About Course
Course Outline
This course provides an introduction to GPU, multi-core and multi-node programming and gives an overview of the importance of large scale parallelism, threading concepts, multithreading methodology and programming with threads (MPI, CUDA, OpenMP, and pThreads). The course will help in the design and implementation of GPU and parallel applications.
Expected Outcomes
After completing this course, a student should be able to:
- Get exposure to CUDA programming on NVIDIA GPU architecture .
- Gain an understanding of how to develop well-optimized threaded applications and to improve HPC application performance on parallel computers (both SMP and distributed parallel machines).
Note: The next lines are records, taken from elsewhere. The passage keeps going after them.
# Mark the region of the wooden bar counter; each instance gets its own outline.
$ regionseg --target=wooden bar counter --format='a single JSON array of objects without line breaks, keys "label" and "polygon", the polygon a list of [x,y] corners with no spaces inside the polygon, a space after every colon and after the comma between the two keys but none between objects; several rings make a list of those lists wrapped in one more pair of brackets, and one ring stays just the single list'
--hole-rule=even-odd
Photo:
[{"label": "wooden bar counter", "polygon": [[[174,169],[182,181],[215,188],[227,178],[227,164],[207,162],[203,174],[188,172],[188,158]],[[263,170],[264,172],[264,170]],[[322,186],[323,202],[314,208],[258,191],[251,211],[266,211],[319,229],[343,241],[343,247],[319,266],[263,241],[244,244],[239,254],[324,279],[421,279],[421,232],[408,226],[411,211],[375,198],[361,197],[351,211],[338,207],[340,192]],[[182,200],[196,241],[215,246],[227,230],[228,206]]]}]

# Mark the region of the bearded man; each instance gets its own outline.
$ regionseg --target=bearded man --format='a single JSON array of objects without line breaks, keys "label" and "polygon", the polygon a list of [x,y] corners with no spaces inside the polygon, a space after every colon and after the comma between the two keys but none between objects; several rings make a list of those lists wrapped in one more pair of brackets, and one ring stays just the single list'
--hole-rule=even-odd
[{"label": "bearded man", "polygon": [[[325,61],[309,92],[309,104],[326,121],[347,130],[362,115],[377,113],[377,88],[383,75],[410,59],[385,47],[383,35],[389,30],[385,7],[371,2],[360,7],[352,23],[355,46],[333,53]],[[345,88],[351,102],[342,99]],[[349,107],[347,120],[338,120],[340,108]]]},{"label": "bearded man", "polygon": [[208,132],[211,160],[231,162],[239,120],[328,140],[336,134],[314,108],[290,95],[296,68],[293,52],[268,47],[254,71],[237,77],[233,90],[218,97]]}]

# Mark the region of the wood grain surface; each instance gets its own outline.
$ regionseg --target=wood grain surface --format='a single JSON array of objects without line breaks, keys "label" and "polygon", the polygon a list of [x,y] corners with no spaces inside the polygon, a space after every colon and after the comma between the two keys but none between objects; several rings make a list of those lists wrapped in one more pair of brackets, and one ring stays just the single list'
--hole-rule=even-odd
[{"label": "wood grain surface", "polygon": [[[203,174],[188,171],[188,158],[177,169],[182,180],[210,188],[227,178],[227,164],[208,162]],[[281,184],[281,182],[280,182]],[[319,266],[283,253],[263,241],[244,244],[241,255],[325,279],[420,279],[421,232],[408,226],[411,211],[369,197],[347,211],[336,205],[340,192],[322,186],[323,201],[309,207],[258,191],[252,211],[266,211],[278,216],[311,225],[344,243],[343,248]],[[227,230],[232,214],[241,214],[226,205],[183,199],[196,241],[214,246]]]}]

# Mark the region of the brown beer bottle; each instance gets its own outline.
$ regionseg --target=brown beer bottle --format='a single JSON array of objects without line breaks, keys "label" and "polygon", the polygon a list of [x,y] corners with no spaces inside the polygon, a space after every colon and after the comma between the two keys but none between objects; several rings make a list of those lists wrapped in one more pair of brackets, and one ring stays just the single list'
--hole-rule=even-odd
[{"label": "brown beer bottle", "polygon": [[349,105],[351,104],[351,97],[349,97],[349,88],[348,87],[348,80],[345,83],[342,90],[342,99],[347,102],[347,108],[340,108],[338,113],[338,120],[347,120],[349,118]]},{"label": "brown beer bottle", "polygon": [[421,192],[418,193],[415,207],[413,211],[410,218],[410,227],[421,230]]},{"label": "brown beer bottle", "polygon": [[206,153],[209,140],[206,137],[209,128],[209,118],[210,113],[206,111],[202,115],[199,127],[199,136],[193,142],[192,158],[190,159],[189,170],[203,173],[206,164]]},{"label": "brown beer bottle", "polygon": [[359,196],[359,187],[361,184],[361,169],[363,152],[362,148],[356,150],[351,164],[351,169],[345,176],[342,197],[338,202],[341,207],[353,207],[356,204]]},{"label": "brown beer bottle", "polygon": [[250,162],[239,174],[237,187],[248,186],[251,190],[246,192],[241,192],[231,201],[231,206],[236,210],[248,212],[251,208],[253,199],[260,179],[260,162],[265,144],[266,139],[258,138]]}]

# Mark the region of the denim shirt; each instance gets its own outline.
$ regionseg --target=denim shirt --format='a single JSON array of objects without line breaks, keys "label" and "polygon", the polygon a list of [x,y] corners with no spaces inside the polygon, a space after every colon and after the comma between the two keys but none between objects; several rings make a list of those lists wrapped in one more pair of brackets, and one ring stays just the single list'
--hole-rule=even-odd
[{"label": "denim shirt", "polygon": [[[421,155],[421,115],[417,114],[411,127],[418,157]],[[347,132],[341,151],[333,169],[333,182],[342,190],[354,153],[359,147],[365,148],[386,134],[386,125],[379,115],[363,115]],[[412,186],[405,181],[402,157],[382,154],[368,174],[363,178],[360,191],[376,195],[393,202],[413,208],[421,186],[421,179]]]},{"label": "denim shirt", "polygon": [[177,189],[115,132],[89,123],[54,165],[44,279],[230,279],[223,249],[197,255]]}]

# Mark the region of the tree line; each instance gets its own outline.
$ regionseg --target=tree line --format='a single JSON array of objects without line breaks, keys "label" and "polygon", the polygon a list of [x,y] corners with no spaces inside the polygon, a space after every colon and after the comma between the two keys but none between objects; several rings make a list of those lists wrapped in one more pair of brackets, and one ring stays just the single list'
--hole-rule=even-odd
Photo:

- Exhibit understanding of multi-node computing using MPI.
Topics to Be Covered
- Basic concepts in parallel and GPU programming
- Amdahl's Law.
- Distributed Parallel Programming and Shared Memory Parallel Programming.
- Instruction level parallelism, vectorization, and SSE instructions.
- Processes, threads and Message Passing Interface (MPI).
- Data parallel and task parallel programming.
- Synchronization and mutual exclusion issues.
- Synchronization primitives - mutex, critical sections, semaphores.
- Hazards, data races, deadlocks and subtle bugs in parallel programs.
- Parallel overheads, load balancing and performance tuning.
- Parallelization of a serial applications: partition, communicate, agglomerate.
- Application scalability.
- Basic of CUDA architecture .
- Programming with CUDA C.
- CUDA Optimization I, II, III.
- CUDA Tools - Visual Profiler, Parallel N sight.
- CUDA Libraries.
- Directive based Programming.
- Recent topics - Features of CUDA 4.0, 4.1 Toolkit.
- Multi-GPU Programming, UVA.